In [1]:
from google.colab import drive
drive.mount('/content/drive')

Mounted at /content/drive


In [22]:
import pandas as pd
import networkx as nx
dataFrame = pd.read_csv("/content/drive/MyDrive/GCN Classification/citation_sentiment_corpus.txt", sep = "	", header = None)
dataFrame.columns = ["Source_PaperID", "Target_PaperID", "Sentiment", "Citation_text"]
dataFrame.Sentiment = dataFrame.Sentiment.replace({"o": 1,"p": 2,"n": 0})

In [37]:
Source = dataFrame['Source_PaperID']
Target = dataFrame['Target_PaperID']
Sentiment = dataFrame['Sentiment']
G = nx.DiGraph(directed=True)
edges = pd.DataFrame(
    {
        "source": Source,
        "target": Target,
    }
)
G = nx.from_pandas_edgelist(edges,create_using=nx.DiGraph())

In [38]:
leaderboard = {}
for x in G.nodes:
 leaderboard[x] = len(G[x])
s = pd.Series(leaderboard, name='Citations')
citation_counts = s.to_frame().sort_values('Citations', ascending=False)
citation_counts.value_counts()

Citations
1            1785
2             703
3             295
4             121
0              77
5              59
6              19
7               7
8               3
dtype: int64

In [39]:
citation_counts = citation_counts.reset_index(level=0)
citation_counts.columns = ['Node', 'Citations']
citation_counts.head()

Unnamed: 0,Node,Citations
0,W08-0306,8
1,N09-1058,8
2,D07-1070,8
3,N09-1049,7
4,P08-1068,7


In [40]:
zero_list = []
for i,j in zip(citation_counts['Node'], citation_counts['Citations']):
    if(j == 0):
      
        zero_list.append(i)
G.remove_nodes_from(zero_list)

In [41]:
len(G.nodes())

2992

In [8]:
import random
from tqdm import tqdm


def parallel_generate_walks(d_graph: dict, global_walk_length: int, num_walks: int, cpu_num: int,
                            sampling_strategy: dict = None, num_walks_key: str = None, walk_length_key: str = None,
                            neighbors_key: str = None, probabilities_key: str = None, first_travel_key: str = None,
                            quiet: bool = False) -> list:
    """
    Generates the random walks which will be used as the skip-gram input.
    :return: List of walks. Each walk is a list of nodes.
    """

    walks = list()

    if not quiet:
        pbar = tqdm(total=num_walks, desc='Generating walks (CPU: {})'.format(cpu_num))
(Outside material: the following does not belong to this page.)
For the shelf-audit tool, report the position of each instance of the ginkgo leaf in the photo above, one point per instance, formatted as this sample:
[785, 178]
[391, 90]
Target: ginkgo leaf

    for n_walk in range(num_walks):

        # Update progress bar
        if not quiet:
            pbar.update(1)

        # Shuffle the nodes
        shuffled_nodes = list(d_graph.keys())
        random.shuffle(shuffled_nodes)

        # Start a random walk from every node
        for source in shuffled_nodes:

            # Skip nodes with specific num_walks
            if source in sampling_strategy and \
                    num_walks_key in sampling_strategy[source] and \
                    sampling_strategy[source][num_walks_key] <= n_walk:
                continue

            # Start walk
            walk = [source]

            # Calculate walk length
            if source in sampling_strategy:
                walk_length = sampling_strategy[source].get(walk_length_key, global_walk_length)
            else:
                walk_length = global_walk_length

            # Perform walk
            while len(walk) < walk_length:

                walk_options = d_graph[walk[-1]].get(neighbors_key, None)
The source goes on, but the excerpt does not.